Sucede a veces que abordo uno de los botes de papel y tinta anclados en mi biblioteca, me siento sobre el piso de palabras y empiezo a surcar las corrientes literarias con los remos de la lectura, pero de pronto pierdo impulso…

¿Le ha sucedido lo mismo?

Por alguna u otra razón, el entusiasmo e ímpetu inicial cede terreno y las palas se hunden cada vez más lento en el agua.

Llega un momento en el que la marcha depende más de la marea o del viento que de mi esfuerzo.

Alguna mañana, mientras bebo el primer café del día, abro el libro y remo unos cuantos minutos, apenas para deslizarme sobre un remanso de tres páginas.

Hay tardes en las que me pongo el chaleco salvavidas y pongo manos a la obra al mismo tiempo que disfruto del sol en la terraza, pero apenas logro alejarme de la orilla cuando me detengo.

Una que otra noche me sirvo un whisky y me hago a la mar, pero la bebida espirituosa me seda y regreso al muelle al cabo de un diálogo entre dos personajes.

Es extraño porque me gusta el tema, la estructura de la trama, la forma de contar, la caracterización del protagonista, la atmósfera del relato, lo que se dice entre líneas, las pausas, el misterio y los diversos puntos de vista, pero me demoro en llegar a la última página.

Y no es que de manera consciente frene, postergue o retarde la llegada al puerto del desenlace.

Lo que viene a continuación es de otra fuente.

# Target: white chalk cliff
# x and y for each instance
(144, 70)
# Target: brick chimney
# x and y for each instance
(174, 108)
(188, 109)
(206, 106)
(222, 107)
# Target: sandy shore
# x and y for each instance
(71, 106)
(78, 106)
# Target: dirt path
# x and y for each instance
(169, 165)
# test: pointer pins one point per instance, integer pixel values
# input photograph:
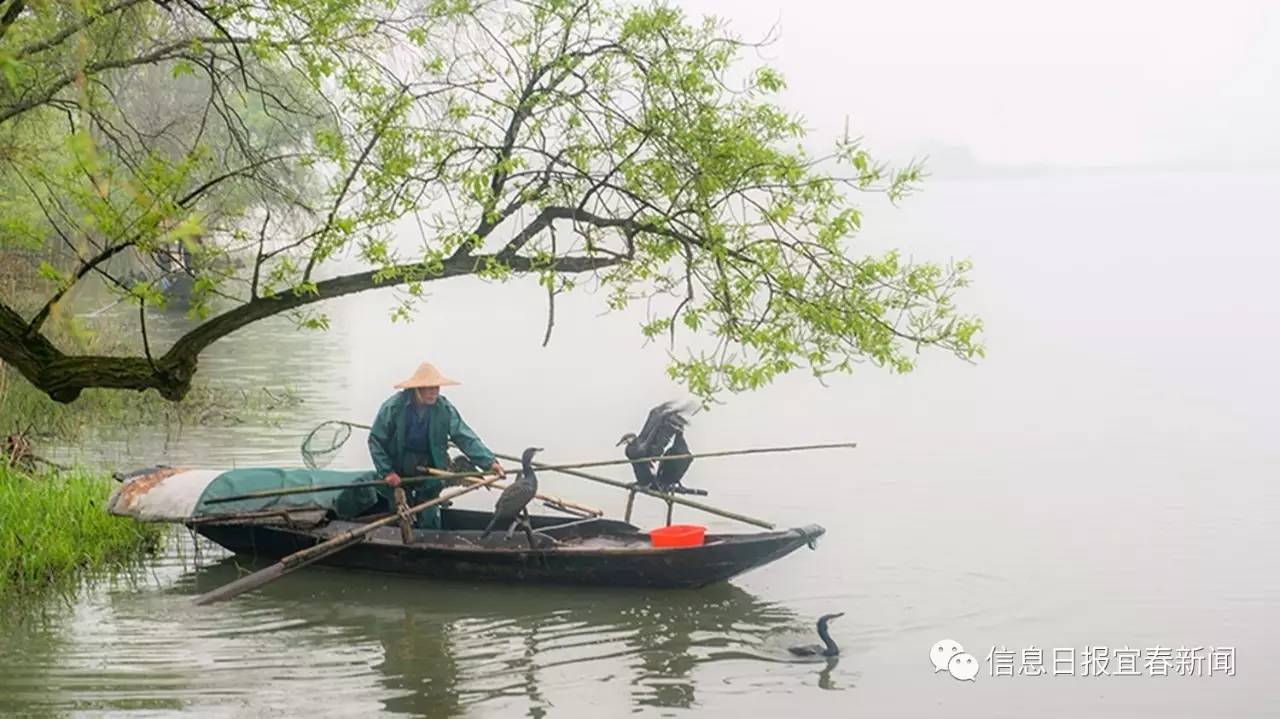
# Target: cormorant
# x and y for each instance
(671, 471)
(513, 502)
(828, 645)
(664, 422)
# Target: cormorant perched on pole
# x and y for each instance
(671, 471)
(664, 422)
(513, 502)
(828, 645)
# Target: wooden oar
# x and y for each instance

Simple y sencillamente, me convierto en un marinero víctima del letargo y la modorra.

En ese estado o situación puedo pasar días o semanas.

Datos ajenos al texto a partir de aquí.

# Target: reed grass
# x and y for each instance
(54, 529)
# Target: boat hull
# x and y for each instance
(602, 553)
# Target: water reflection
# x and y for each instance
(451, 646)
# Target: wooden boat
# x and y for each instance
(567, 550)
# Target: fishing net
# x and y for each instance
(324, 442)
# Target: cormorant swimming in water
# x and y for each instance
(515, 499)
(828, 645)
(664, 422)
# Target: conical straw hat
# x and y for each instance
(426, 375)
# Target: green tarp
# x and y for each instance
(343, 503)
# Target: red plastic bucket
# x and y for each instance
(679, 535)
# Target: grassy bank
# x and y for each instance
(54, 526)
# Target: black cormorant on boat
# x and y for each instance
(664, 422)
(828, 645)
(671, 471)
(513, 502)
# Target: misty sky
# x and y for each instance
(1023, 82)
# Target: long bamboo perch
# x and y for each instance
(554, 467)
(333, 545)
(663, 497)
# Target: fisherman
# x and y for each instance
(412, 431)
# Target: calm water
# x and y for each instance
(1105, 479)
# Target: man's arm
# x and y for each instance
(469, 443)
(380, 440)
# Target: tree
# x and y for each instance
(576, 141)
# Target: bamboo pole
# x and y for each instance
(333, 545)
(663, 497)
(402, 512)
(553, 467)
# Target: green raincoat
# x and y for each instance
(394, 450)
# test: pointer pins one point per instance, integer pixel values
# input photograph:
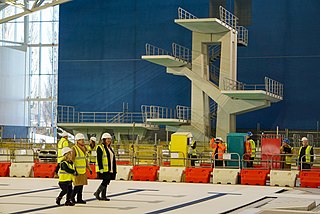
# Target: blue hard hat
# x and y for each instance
(249, 134)
(286, 140)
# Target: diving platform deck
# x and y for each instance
(204, 25)
(253, 95)
(168, 121)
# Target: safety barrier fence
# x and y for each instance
(271, 86)
(231, 172)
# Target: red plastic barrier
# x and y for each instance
(4, 169)
(94, 173)
(310, 179)
(198, 175)
(254, 176)
(145, 173)
(44, 170)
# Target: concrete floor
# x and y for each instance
(37, 195)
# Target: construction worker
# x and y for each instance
(63, 142)
(106, 166)
(192, 152)
(286, 149)
(250, 149)
(306, 154)
(219, 149)
(66, 176)
(92, 150)
(81, 164)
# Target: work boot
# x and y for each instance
(58, 200)
(69, 203)
(99, 190)
(104, 194)
(80, 201)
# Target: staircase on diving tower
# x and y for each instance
(211, 66)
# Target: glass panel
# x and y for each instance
(34, 60)
(47, 33)
(34, 31)
(46, 60)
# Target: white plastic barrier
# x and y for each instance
(123, 172)
(283, 178)
(21, 170)
(23, 155)
(225, 176)
(5, 155)
(171, 174)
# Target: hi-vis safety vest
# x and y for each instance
(104, 160)
(308, 157)
(61, 144)
(92, 153)
(251, 148)
(221, 150)
(80, 160)
(63, 175)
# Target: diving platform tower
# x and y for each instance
(232, 97)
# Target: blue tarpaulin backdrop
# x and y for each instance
(101, 45)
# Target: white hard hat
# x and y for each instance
(106, 135)
(64, 134)
(304, 138)
(79, 136)
(219, 138)
(65, 150)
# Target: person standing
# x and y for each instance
(63, 142)
(286, 149)
(106, 166)
(219, 149)
(306, 154)
(250, 149)
(92, 150)
(66, 176)
(81, 164)
(192, 152)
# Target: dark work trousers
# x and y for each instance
(66, 188)
(77, 190)
(105, 177)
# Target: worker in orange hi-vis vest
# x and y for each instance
(250, 150)
(218, 149)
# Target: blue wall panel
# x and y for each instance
(101, 44)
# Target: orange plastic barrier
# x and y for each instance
(254, 176)
(94, 173)
(310, 179)
(198, 175)
(145, 173)
(44, 170)
(123, 163)
(4, 169)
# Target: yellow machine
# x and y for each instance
(178, 147)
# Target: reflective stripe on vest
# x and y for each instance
(253, 148)
(63, 175)
(221, 150)
(307, 154)
(61, 144)
(104, 160)
(80, 160)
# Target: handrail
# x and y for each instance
(242, 35)
(228, 18)
(152, 50)
(183, 14)
(181, 52)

Sin embargo, llega el instante en que despierto y me decido a remar con fuerza para alcanzar la meta pues no me gusta acumular en mi librero botes de papel y tinta con recorridos incompletos.

Es lo que ocurrió recientemente con dos novelas de la estadounidense Marilynne Robinson (1943), Gilead y En casa. Comencé a leerlas con buen ritmo de remos, pero de repente me atoré en una mancha de algas o encallé en alguna roca o arrecife, por lo que los días 12 y 13 del presente mes navegué con determinación durante varias horas y llegué a ambos destinos.

Leer es como remar, pues se trata de una actividad que exige esfuerzo a pesar de lo placentera que es; no se le puede comparar con el acto de encender un motor fuera de borda y surcar las corrientes editoriales con la potencia de 120 caballos de fuerza.

¡Pero qué placentero y satisfactorio es arribar a buen puerto, a pesar de que los músculos de los brazos terminen resentidos!